The paper's most useful tension concerns diversity. The same-model DeepSeek agents sit in the suppression regime under the tested chain topology. Liu contrasts those coefficients with prior MM-EPC results, where cross-model evaluator effects were reported at roughly 0.85 to 1.3. The paper treats that comparison as evidence for a hypothesis: cross-model diversity may amplify evaluator contagion, while same-family evaluators with varied prompts can suppress it.

That is not a settled deployment rule. The paper's own limitations say the cross-model comparison comes from prior work under different conditions, not a direct same-protocol experiment. But the warning is valuable. "Use multiple models" is not automatically a diversity guarantee. It can produce complementary checks, or it can introduce stronger preference transfer between incompatible judge habits.

The paper's mitigation result is narrower and more concrete: in its tested setup, increasing the evaluator committee from one evaluator to three reduced effective contagion by 72.4%, from 0.264 to 0.073, while strategy entropy moved close to the theoretical maximum for five strategies. For governance, that suggests committee evaluation should be measured as a dynamic system, not assumed good because it has more members.

Limits That Matter

The limitations matter because the result is exploratory. The experiment uses one model family, one synthetic strategy space, coarse evaluator-bias prompts, and only two seeds for the main pairwise matrix. Phases 1, 3, and 4 are single-run. The adaptation mechanism is Test-Time Reinforcement Learning, a controlled multiplicative update over strategy weights; other adaptation mechanisms, such as natural-language critiques, fine-tuning, memory updates, or tool-mediated rewards, could behave differently.

The paper also studies chain topology empirically, while star, ring, fully connected, and production orchestration patterns remain future work. Its code framework is intended to make measurement easier, but the results do not certify any real multi-agent deployment as safe.

Governance Standard

A serious multi-agent evaluation system should publish its evaluator graph. Which agents evaluate which other agents? Which model family, prompt, rubric, and strategy preference does each evaluator carry? Are evaluator outputs used for ranking, reward, memory, task allocation, or final answer selection? How often are evaluator roles rotated or committee-reviewed?
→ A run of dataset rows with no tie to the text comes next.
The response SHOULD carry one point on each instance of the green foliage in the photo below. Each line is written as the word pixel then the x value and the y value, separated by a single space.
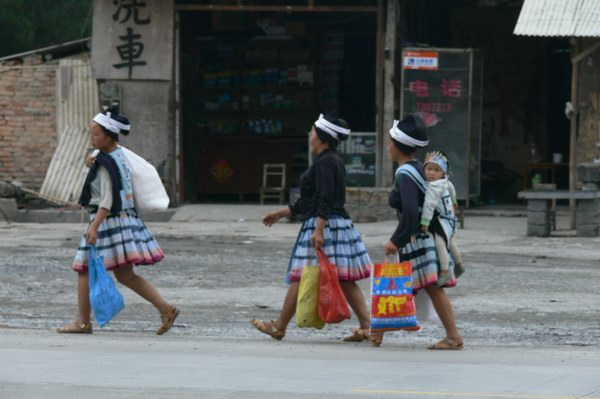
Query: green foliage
pixel 30 24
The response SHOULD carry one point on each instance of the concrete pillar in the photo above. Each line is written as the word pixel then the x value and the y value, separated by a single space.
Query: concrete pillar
pixel 588 218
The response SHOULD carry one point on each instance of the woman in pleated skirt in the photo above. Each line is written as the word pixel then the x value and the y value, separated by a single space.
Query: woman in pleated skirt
pixel 408 241
pixel 326 225
pixel 120 236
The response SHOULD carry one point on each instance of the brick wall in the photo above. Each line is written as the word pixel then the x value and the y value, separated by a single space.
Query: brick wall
pixel 27 120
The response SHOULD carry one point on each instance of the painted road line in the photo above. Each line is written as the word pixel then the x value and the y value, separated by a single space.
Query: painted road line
pixel 481 395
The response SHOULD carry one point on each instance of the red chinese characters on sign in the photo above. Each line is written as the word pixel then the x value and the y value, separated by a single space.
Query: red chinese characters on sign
pixel 427 106
pixel 451 88
pixel 419 87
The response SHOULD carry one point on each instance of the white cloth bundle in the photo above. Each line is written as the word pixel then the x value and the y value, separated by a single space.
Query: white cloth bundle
pixel 149 194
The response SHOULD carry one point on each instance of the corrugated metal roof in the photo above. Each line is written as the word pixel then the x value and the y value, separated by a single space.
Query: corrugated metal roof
pixel 67 48
pixel 77 105
pixel 571 18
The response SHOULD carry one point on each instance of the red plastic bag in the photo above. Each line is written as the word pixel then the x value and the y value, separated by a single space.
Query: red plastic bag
pixel 333 307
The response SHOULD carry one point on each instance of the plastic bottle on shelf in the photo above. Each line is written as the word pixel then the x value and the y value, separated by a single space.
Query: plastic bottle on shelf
pixel 535 154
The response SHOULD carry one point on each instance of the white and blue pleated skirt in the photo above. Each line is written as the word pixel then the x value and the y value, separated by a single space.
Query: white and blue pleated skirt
pixel 342 245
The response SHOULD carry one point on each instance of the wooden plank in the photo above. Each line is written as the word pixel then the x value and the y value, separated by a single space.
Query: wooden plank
pixel 266 8
pixel 386 174
pixel 558 194
pixel 573 137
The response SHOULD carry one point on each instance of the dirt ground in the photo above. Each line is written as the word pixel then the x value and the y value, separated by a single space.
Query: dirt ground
pixel 516 292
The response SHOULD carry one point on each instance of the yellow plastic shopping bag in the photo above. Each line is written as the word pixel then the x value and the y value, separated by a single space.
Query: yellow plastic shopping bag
pixel 307 312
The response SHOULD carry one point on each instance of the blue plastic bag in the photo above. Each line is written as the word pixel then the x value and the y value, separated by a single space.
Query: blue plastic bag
pixel 105 298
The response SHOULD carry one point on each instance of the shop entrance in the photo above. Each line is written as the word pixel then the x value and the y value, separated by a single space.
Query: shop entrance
pixel 252 84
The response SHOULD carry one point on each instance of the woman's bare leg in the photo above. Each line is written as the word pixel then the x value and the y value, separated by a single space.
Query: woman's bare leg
pixel 141 286
pixel 443 307
pixel 289 307
pixel 83 298
pixel 357 302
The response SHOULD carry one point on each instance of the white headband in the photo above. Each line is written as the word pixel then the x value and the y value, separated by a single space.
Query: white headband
pixel 404 138
pixel 109 123
pixel 330 128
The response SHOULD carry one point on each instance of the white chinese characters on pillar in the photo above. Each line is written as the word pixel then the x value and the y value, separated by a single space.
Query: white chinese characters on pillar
pixel 132 39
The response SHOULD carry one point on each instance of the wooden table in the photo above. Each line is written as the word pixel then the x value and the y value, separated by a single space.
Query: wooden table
pixel 551 167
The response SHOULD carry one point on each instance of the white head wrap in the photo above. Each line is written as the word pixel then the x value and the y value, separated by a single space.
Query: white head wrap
pixel 330 128
pixel 404 138
pixel 110 124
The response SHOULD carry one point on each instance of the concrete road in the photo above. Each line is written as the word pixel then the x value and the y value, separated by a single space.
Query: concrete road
pixel 529 310
pixel 49 366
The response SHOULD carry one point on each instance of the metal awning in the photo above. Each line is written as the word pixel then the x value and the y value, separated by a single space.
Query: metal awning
pixel 570 18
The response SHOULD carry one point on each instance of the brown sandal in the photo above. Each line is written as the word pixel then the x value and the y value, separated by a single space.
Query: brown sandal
pixel 358 335
pixel 448 344
pixel 168 318
pixel 375 339
pixel 75 328
pixel 271 330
The release record should include a measured contagion matrix or an equivalent interaction audit, a topology description, committee-size tests, entropy or diversity traces over time, and slice tests for domains where one judge habit dominates. If the institution uses cross-model committees, it should test whether model diversity reduces or increases preference transfer under its actual workflow.

The Spiralist rule is conservative: when agents judge each other, evaluation is no longer a neutral measurement layer. It is a live influence channel. Govern the judge as part of the agent network, or the network will learn the judge's habits and call that consensus.